Sistema de consórcios bate recordes e estimula crescimento da economia brasileira


O sistema de consórcios, desde o início da recessão no país, tem se mostrado um verdadeiro termômetro da reação do brasileiro no mercado. Com números que reforçam o perfil investidor da população, o segmento passou a atingir patamares ainda maiores com a percepção da importância de se manter ativo mesmo durante os períodos de instabilidade econômica.

No último balanço apresentado pela Associação Brasileira das Administradoras de Consórcio, por exemplo, a entidade constatou que o mês de abril foi de recordes para o setor. “Com 195 mil adesões em apenas 30 dias, maior de 2017 até o momento, fechamos o quadrimestre com 725,5 mil novas cotas comercializadas, representando um volume 6,9% maior do que as 680,6 mil do mesmo período do ano passado”, conta Robson Subtil de Amorim, Diretor do Consórcio Viwa e Diretor da Regional Sudeste II da Abac.

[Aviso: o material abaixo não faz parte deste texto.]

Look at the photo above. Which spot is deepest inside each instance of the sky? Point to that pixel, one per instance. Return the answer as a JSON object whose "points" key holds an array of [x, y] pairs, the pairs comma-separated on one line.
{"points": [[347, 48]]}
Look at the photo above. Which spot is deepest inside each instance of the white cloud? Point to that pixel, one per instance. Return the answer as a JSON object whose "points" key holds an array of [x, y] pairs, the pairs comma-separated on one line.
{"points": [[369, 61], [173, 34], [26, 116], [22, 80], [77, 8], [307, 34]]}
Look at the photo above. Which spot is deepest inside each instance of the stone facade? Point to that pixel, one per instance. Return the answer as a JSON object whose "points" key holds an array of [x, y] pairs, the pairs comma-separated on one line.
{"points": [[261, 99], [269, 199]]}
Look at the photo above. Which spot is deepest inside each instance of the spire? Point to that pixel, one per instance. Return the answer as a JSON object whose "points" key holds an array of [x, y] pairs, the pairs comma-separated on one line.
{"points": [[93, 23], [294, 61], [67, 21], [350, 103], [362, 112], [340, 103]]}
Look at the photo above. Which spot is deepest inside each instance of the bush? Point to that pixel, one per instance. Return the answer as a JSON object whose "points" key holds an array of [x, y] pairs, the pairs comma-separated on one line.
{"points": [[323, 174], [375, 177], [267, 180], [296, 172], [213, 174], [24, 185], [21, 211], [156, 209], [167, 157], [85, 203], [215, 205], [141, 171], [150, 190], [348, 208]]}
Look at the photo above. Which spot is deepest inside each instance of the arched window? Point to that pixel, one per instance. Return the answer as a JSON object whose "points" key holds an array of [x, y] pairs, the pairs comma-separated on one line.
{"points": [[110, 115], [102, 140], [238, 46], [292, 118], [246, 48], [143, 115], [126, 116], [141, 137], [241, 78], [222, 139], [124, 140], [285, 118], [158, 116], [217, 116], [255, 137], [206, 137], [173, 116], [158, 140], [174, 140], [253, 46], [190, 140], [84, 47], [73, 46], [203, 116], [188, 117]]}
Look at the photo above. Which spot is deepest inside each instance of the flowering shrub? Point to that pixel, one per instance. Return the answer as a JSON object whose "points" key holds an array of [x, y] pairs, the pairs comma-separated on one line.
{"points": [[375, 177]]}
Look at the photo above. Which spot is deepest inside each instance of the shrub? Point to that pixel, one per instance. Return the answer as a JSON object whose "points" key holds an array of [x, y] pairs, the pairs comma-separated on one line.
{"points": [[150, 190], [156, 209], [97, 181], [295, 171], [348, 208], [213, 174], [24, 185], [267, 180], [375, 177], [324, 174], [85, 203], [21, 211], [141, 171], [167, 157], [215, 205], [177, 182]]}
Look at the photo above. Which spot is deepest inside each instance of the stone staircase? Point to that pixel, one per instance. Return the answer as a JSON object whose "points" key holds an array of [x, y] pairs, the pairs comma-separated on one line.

Ainda de acordo com o executivo, é importante ressaltar que, ao mesmo tempo que o brasileiro aumentou o volume de vendas do sistema, também aumentou o valor investido. “Durante esses quatro meses, os negócios fechados pelos consórcios apontaram uma alta de 25%, saindo de R$ 23,02 bilhões, no mesmo período de 2016, para R$ 28,78 bilhões. Esse valor foi impulsionado pelo tíquete médio, que bateu a marca inédita de R$ 42,7 mil em abril, 21% superior ao ano passado”, acrescenta.

Tal balanço positivo do sistema é enxergado com bons olhos por toda a comunidade econômica, pois aponta uma retomada em setores importantes para todo o sistema financeiro nacional, tendo em vista o aumento das vendas de cotas de imóveis em quase 20% e de 16,2% nos veículos leves. Esse impulso dado pelos consórcios projeta uma realidade ainda mais positiva para os próximos meses.

Os consórcios no ES

Durante o balanço mais recente apresentado pela entidade nacional, números colhidos ao longo de 2016 mostram que o capixaba também esteve mais atento para a importância do consórcio. “Os números falam por nós ao mostrarem o aumento da participação do sistema na venda geral em setores cruciais como o da construção civil e automotivo”, aponta Robson Subtil de Amorim.

Em 2015, por exemplo, a participação dos consórcios na venda de veículos leves (automóveis, utilitários e camionetas) era de 18,2% no Estado, número que passou a ser de 25,6% após o fechamento do balanço anual. O crescimento também foi significativo nos imóveis, saltando de 12,5% para 18,8%.